Moreover, if staff continue to see that things designed to help patients hurt them, or things designed to help them, hurt patients, they become less able to see any PX initiative as anything other than a burden. In the next essay, I will discuss ways of breaking this cycle. For the moment, though, I encourage you to reflect upon any preconceived ideas you have that might color your ability to engage fully in your work. This includes not just patients, but coworkers. After all, your tacit opinions about those people in imaging, or in the emergency department, or in food service can certainly also color your patients’ perceptions as well. More on this to come.
1In talking with a group at a conference about this at a conference.
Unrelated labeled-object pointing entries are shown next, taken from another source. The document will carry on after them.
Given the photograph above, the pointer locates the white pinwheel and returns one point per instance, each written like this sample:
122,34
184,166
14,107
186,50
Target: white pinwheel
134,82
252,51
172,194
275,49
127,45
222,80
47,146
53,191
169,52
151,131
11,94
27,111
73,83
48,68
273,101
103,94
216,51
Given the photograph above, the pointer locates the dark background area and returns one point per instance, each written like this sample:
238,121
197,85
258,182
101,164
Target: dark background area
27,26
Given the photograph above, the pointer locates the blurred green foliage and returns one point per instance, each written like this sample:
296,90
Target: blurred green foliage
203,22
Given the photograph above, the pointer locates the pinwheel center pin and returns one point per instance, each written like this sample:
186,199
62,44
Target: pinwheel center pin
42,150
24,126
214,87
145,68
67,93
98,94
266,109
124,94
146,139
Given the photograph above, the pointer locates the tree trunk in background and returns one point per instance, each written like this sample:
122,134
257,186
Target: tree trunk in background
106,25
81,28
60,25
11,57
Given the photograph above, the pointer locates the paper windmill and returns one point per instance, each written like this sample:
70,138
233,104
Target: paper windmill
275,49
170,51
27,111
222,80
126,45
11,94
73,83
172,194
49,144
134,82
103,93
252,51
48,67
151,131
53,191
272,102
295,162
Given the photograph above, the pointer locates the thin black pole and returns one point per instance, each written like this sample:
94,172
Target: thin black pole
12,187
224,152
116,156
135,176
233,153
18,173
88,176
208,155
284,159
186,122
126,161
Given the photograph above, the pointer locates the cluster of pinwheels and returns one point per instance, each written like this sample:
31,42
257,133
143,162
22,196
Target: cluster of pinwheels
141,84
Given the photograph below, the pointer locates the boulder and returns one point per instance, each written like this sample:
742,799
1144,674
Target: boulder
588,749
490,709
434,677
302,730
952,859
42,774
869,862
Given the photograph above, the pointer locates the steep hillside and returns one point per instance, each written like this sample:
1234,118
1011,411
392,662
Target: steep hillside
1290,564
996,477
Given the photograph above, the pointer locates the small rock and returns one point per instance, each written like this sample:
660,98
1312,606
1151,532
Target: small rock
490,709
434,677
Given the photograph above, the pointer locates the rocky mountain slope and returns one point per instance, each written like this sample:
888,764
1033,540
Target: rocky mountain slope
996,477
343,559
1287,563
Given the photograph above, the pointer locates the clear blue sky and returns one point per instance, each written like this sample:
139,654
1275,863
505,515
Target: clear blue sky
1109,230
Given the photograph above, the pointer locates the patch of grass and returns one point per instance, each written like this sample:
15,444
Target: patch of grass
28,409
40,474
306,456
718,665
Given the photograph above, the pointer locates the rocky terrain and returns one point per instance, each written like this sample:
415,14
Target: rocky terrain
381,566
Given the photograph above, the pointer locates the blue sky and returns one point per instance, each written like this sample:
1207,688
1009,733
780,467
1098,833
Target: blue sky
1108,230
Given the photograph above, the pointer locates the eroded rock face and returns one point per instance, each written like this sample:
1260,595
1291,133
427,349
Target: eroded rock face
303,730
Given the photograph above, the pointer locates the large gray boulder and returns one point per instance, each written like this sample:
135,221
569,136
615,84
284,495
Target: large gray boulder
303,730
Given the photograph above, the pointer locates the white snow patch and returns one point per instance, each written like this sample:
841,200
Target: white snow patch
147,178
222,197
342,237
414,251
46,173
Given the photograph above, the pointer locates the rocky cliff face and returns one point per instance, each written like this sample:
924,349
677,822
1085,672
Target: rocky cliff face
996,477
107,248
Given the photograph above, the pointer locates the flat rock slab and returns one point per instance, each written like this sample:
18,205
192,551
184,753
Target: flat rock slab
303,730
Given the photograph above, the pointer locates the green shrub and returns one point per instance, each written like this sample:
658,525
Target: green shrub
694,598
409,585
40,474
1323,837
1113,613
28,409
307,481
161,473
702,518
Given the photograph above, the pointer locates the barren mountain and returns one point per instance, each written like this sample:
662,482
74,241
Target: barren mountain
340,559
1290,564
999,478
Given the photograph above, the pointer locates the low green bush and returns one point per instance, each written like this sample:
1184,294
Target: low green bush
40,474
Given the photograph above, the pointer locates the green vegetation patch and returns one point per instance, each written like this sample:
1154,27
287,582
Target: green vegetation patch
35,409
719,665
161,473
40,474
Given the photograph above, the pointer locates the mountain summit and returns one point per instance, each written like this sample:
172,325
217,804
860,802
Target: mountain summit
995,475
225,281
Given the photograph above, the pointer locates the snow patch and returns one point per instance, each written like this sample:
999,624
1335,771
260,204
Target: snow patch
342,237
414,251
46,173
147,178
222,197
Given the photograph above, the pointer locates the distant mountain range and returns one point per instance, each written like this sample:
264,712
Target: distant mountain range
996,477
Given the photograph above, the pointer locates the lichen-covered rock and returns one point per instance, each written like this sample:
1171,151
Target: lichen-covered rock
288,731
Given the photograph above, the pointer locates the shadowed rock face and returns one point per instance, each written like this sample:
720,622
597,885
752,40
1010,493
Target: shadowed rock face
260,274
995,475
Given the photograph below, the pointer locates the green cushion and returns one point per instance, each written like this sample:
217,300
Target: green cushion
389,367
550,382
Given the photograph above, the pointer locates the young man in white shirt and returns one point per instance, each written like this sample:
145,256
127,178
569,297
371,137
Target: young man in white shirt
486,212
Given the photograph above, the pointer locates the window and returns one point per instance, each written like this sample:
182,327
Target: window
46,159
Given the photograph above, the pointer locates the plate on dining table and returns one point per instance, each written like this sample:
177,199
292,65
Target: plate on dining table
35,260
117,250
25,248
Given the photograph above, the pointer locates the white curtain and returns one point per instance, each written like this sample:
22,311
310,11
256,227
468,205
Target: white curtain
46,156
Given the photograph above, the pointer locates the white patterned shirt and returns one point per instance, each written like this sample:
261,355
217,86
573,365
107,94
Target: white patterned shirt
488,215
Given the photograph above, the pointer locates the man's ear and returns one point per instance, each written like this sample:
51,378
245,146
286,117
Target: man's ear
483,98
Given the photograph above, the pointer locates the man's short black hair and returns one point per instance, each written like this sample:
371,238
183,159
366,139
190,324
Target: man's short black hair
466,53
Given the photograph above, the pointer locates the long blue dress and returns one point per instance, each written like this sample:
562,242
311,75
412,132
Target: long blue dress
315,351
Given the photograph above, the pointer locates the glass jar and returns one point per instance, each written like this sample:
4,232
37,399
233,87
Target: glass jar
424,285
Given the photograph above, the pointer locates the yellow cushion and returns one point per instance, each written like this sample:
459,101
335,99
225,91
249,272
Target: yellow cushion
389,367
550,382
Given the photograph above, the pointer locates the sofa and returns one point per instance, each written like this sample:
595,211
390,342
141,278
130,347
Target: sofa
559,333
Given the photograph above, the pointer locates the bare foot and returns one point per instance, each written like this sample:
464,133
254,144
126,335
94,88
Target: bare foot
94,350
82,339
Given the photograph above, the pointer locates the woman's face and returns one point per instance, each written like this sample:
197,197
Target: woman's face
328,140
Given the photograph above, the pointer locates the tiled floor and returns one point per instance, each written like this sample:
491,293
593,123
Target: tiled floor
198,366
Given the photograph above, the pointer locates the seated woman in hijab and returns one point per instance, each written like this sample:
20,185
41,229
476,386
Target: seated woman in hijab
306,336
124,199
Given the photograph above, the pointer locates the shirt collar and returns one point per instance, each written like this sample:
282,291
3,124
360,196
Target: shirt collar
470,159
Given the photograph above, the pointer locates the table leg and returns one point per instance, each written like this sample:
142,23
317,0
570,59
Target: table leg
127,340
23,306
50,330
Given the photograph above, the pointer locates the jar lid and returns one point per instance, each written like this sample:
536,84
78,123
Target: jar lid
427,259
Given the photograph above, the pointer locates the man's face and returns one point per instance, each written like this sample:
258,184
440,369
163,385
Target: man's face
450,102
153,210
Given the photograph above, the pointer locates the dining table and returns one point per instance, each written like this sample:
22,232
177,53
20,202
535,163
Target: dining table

One person told me with no indication of irony, that patients could not be told notified about this for fear of making the situation worse. Another in the group said that they already had patient complaints because another care-giver commented, “Oh, I see you have been flagged…”
2I predict that in a few short years, so many patients will carry a flag as for them to be meaningless, in the same way that if everyone is a fall-risk, no one is a fall-risk.
3For further information on this, please watch the movie, Rashômon.